Newman was among a total of seven nurses nominated for this quarter’s DAISY Award: Kristy Axtell, Joanna Breckenridge, Carol Hammer (nominated three times), Kathy McCammant, Deb Van Gilst and Sandy Verwers.

“The stories that are shared at the DAISY Award ceremony about nurses exemplify the outstanding care that is provided at Skiff,” said Chief Nursing Officer Katie Heldt. “Recipients are often surprised by the level of detail contained in the nominations, as well as who submitted the nominations, which can include hospital staff, physicians, family members and patients. Nurses take pride in their profession and the provision of compassionate care is ‘just what they do.’ When someone takes the time to recognize an individual nurse for what they may consider ‘just doing their job,’ it serves as one of the most significant forms of personal and professional reward a nurse can receive.”

The DAISY Award, presented in collaboration with The American Organization of Nurse Executives (AONE), is part of the DAISY Foundation’s program to recognize the super-human efforts nurses perform everyday.
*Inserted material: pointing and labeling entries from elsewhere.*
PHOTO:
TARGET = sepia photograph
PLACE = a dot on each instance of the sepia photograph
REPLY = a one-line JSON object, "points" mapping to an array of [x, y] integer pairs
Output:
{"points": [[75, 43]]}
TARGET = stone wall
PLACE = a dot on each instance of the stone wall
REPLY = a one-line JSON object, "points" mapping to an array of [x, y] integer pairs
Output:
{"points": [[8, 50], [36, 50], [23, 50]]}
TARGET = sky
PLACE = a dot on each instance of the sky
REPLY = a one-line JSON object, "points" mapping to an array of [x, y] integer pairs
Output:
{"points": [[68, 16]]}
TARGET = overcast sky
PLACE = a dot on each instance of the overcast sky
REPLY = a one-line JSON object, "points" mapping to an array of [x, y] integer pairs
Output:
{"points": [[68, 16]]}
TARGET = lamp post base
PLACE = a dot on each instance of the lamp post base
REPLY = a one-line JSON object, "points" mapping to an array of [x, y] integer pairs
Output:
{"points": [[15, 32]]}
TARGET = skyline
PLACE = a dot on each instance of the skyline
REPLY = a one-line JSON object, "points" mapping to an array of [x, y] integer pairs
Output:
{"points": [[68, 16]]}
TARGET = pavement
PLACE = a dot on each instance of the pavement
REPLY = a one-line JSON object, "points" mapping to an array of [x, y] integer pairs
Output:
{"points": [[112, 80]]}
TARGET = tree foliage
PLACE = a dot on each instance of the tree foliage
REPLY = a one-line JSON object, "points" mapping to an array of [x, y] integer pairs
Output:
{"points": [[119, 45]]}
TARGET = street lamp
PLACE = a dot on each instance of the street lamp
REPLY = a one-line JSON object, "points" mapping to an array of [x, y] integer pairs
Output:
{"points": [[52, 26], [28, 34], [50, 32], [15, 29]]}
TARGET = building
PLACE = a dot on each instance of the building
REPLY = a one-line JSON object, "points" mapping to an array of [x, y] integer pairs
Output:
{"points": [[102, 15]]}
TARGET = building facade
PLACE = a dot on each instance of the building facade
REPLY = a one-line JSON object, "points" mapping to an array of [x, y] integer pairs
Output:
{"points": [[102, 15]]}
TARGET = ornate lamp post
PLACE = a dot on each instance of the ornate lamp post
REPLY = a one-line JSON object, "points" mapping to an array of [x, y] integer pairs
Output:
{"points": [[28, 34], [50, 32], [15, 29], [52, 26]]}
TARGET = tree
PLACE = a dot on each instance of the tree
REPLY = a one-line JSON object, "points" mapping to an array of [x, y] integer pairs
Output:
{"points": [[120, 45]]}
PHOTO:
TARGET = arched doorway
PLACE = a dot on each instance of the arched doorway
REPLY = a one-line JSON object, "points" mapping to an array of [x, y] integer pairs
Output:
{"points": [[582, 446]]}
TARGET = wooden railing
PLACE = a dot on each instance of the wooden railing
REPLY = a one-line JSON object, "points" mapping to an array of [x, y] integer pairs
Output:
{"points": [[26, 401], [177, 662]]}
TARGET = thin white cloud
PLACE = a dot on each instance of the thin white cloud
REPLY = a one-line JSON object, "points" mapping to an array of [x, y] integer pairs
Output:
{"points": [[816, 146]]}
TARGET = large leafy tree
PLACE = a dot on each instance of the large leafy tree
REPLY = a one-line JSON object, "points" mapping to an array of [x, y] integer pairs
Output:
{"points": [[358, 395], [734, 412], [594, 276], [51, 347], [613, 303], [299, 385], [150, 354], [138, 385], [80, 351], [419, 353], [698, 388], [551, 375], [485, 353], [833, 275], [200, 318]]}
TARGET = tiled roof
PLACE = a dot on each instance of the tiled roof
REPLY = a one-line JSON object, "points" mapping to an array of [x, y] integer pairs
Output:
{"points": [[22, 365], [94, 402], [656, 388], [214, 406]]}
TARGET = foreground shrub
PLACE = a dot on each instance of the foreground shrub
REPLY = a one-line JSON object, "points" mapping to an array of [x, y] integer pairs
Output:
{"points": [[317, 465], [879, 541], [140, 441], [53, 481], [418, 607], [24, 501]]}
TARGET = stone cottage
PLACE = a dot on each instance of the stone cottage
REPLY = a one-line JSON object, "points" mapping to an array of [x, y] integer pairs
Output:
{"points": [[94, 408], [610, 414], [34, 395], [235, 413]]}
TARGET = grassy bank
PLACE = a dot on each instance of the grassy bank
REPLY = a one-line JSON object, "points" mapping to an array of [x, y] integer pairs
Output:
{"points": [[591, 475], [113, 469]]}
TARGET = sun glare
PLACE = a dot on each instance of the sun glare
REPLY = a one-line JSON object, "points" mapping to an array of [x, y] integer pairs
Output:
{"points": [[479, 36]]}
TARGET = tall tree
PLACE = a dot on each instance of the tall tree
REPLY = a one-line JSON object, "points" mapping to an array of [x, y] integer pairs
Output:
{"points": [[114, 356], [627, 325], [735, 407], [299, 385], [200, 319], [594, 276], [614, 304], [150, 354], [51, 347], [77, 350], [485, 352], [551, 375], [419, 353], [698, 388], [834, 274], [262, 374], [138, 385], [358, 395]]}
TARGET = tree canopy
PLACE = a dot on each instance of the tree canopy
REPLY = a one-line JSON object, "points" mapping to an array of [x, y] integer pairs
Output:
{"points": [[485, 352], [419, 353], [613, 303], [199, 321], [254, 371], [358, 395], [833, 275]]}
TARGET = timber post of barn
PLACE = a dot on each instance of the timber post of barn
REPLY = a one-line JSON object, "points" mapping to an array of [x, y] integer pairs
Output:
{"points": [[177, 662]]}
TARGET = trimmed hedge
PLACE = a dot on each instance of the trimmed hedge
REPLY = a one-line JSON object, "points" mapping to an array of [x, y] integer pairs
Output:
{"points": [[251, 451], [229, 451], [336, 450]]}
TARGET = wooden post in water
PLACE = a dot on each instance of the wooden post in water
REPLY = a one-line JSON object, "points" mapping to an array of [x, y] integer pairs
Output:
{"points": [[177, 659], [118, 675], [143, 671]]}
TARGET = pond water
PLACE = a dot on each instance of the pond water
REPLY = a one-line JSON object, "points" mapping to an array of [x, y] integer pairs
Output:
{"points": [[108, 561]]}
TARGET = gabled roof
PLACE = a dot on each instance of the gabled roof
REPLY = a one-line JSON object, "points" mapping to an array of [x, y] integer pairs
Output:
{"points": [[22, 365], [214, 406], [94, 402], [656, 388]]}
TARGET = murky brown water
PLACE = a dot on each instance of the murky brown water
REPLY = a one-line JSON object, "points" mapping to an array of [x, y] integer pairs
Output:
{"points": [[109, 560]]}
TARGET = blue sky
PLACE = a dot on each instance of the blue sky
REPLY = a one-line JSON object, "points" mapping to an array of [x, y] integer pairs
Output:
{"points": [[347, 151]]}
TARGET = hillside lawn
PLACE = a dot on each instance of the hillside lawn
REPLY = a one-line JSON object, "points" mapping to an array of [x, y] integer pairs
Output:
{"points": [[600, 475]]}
The not-for-profit DAISY Foundation is based in Glen Ellen, Calif., and was established by family members in memory of J. Patrick Barnes. Patrick died at the age of 33 in late 1999 from complications of Idiopathic Thrombocytopenic Purpura (ITP), a little-known but not uncommon auto-immune disease (DAISY is an acronym for Diseases Attacking the Immune System). The care Patrick and his family received from nurses while he was ill inspired this unique means of thanking nurses for making a profound difference in the lives of their patients and patient families.

Nomination forms are available throughout Skiff Medical Center. The nominations are reviewed and award winners are selected on a quarterly basis by the Nursing Coordinating Council, which consists of professional nursing representatives from all areas of the organization.